/gulp-phantom

PhantomJS plugin for gulp

Primary LanguageCoffeeScriptMIT LicenseMIT

gulp-phantom Build Status NPM version

A PhantomJS plugin for gulp. This plugin read the source from gulp.src as a script of PhantomJS, and record the output into the through object. So you can execute and convert multiple scripts into the texts. It's handy for testing or scraping webpages.

Install

brew install phantomjs
npm install gulp-phantom --save-dev

Usage

var gulp = require("gulp");
var phantom = require("gulp-phantom");

gulp.task('phantom', function(){
  gulp.src("./phantom/*.js")
    .pipe(phantom({
      ext: 'json'
    }))
    .pipe(gulp.dest("./data/"));
});

or write it in CoffeeScript. When using Coffee in PhantomJS, coffee() needed.

gulp = require 'gulp'
coffee = require 'gulp-coffee'
phantom = require 'phantom'

gulp.task 'phantom', ->
  gulp.src './phantom/*.coffee'
  .pipe coffee()
  .pipe phantom ext:'.json'
  .pipe gulp.dest './data/'

Example PhantomJS Script

The script like below can get the JSON from the table on the website.

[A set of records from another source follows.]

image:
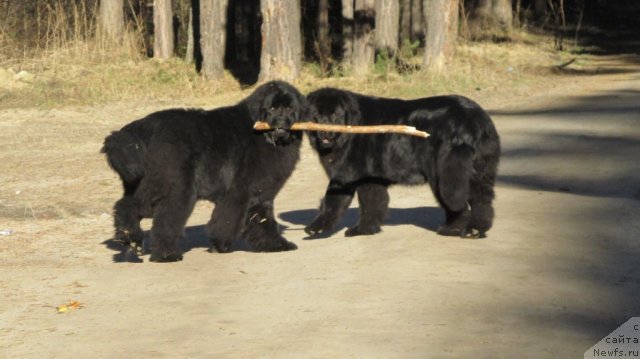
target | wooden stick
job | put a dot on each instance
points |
(312, 126)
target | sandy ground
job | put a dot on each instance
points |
(560, 269)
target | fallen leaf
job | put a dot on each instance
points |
(66, 307)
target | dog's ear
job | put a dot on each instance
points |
(260, 100)
(351, 110)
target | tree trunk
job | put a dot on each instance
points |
(540, 9)
(364, 17)
(418, 29)
(190, 54)
(347, 31)
(405, 21)
(213, 26)
(441, 34)
(324, 44)
(502, 12)
(162, 29)
(387, 25)
(491, 18)
(111, 19)
(281, 55)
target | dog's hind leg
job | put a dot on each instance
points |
(262, 230)
(480, 199)
(335, 202)
(373, 199)
(127, 216)
(170, 215)
(226, 222)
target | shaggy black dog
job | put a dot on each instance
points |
(459, 159)
(172, 158)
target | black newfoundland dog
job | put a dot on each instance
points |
(170, 159)
(459, 159)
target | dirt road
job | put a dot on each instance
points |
(560, 269)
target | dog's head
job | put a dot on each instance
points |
(334, 107)
(280, 105)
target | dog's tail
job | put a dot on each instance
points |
(125, 154)
(455, 168)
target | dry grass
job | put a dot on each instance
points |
(73, 66)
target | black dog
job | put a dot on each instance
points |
(459, 159)
(172, 158)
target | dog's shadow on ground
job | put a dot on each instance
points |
(428, 218)
(194, 237)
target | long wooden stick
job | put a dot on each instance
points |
(312, 126)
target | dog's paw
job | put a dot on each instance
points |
(446, 230)
(472, 233)
(276, 246)
(361, 231)
(316, 228)
(165, 255)
(219, 247)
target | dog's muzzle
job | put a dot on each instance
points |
(279, 136)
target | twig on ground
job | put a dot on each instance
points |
(312, 126)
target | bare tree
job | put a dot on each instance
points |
(442, 17)
(347, 30)
(324, 43)
(490, 17)
(387, 25)
(418, 20)
(111, 19)
(213, 25)
(162, 29)
(405, 20)
(281, 55)
(363, 39)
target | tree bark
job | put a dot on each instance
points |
(418, 9)
(387, 25)
(491, 17)
(324, 44)
(281, 55)
(162, 29)
(502, 12)
(213, 26)
(364, 17)
(190, 54)
(111, 19)
(540, 9)
(441, 34)
(405, 20)
(347, 30)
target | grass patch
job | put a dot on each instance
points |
(86, 74)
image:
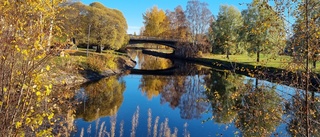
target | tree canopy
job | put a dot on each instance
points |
(108, 27)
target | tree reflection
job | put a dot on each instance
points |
(191, 105)
(152, 85)
(173, 91)
(224, 93)
(103, 98)
(260, 112)
(255, 109)
(297, 114)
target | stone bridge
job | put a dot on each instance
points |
(162, 41)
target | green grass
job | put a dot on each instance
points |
(266, 60)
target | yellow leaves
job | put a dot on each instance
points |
(4, 89)
(17, 48)
(18, 124)
(38, 93)
(50, 116)
(28, 120)
(47, 67)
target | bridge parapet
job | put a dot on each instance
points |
(153, 38)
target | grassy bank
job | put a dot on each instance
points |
(75, 67)
(266, 60)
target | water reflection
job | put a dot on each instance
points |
(256, 108)
(296, 110)
(103, 98)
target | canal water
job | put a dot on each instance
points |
(182, 99)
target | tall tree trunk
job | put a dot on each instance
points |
(306, 4)
(228, 53)
(258, 52)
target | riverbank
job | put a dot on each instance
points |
(271, 74)
(74, 67)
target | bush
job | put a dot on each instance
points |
(101, 63)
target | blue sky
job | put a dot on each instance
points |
(133, 9)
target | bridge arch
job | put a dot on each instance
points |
(161, 41)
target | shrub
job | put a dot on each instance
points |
(101, 63)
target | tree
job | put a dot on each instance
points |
(224, 32)
(108, 27)
(156, 23)
(199, 18)
(178, 23)
(265, 29)
(28, 35)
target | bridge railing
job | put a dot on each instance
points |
(138, 37)
(153, 38)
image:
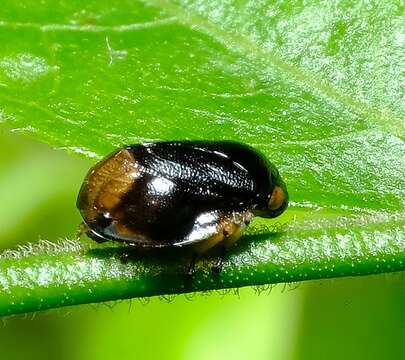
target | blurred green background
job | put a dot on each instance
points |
(354, 318)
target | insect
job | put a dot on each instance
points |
(180, 193)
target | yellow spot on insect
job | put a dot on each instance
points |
(277, 198)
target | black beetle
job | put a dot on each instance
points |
(173, 194)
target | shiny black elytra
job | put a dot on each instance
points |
(173, 194)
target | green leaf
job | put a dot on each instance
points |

page = (require 'webpage').create()

page.open "http://examplesite.com/", ->
  result = page.evaluate ->
    for row in $('table#ex > tbody').children()
      for cell in $(row).children()
        $(cell).text()
  console.log JSON.stringify result
  phantom.exit()

Example Dir Structure

  • /
    • data/
      • schedule-table.json (generated)
    • phantom/
      • schedule-table.coffee
    • gulpfile.js
    • package.json

Options

You can change the extension easily by ext option.

  • ext: '.txt'
  • trim: false Trim newline at the end of file: true or false (default)

Other options are the same as what's supported by phantomjs.

  • cookiesFile: <val> Sets the file name to store the persistent cookies
  • config: <val> Specifies JSON-formatted configuration file
  • debug: <val> Prints additional warning and debug message: 'true' or 'false' (default)
  • diskCache: <val> Enables disk cache: 'true' or 'false' (default)
  • ignoreSslErrors: <val> Ignores SSL errors (expired/self-signed certificate errors): 'true' or 'false' (default)
  • loadImages: <val> Loads all inlined images: 'true' (default) or 'false'
  • localStoragePath: <val> Specifies the location for offline local storage
  • localStorageQuota: <val> Sets the maximum size of the offline local storage (in KB)
  • localToRemoteUrlAccess: <val> Allows local content to access remote URL: 'true' or 'false' (default)
  • maxDiskCacheSize: <val> Limits the size of the disk cache (in KB)
  • outputEncoding: <val> Sets the encoding for the terminal output, default is 'utf8'
  • remoteDebuggerPort: <val> Starts the script in a debug harness and listens on the specified port
  • remoteDebuggerAutorun: <val> Runs the script in the debugger immediately: 'true' or 'false' (default)
  • proxy: <val> Sets the proxy server, e.g. '--proxy=http://proxy.company.com:8080'
  • proxyAuth: <val> Provides authentication information for the proxy, e.g. ''-proxy-auth=username:password'
  • proxyType: <val> Specifies the proxy type, 'http' (default), 'none' (disable completely), or 'socks5'
  • scriptEncoding: <val> Sets the encoding used for the starting script, default is 'utf8'
  • webSecurity: <val> Enables web security, 'true' (default) or 'false'
  • sslProtocol: <val> Sets the SSL protocol (supported protocols: 'SSLv3' (default), 'SSLv2', 'TLSv1', 'any')
  • sslCertificatesPath: <val> Sets the location for custom CA certificates (if none set, uses system default)
  • help Shows this message and quits
  • version Prints out PhantomJS version

Related

  • node-phantom is another approach for PhantomJS. You can send commands from Node to PhantomJS via sockets.
  • gulp-spawn is recommended plugin for calling shell from gulp. But it needs some tricks to use with PhantomJS.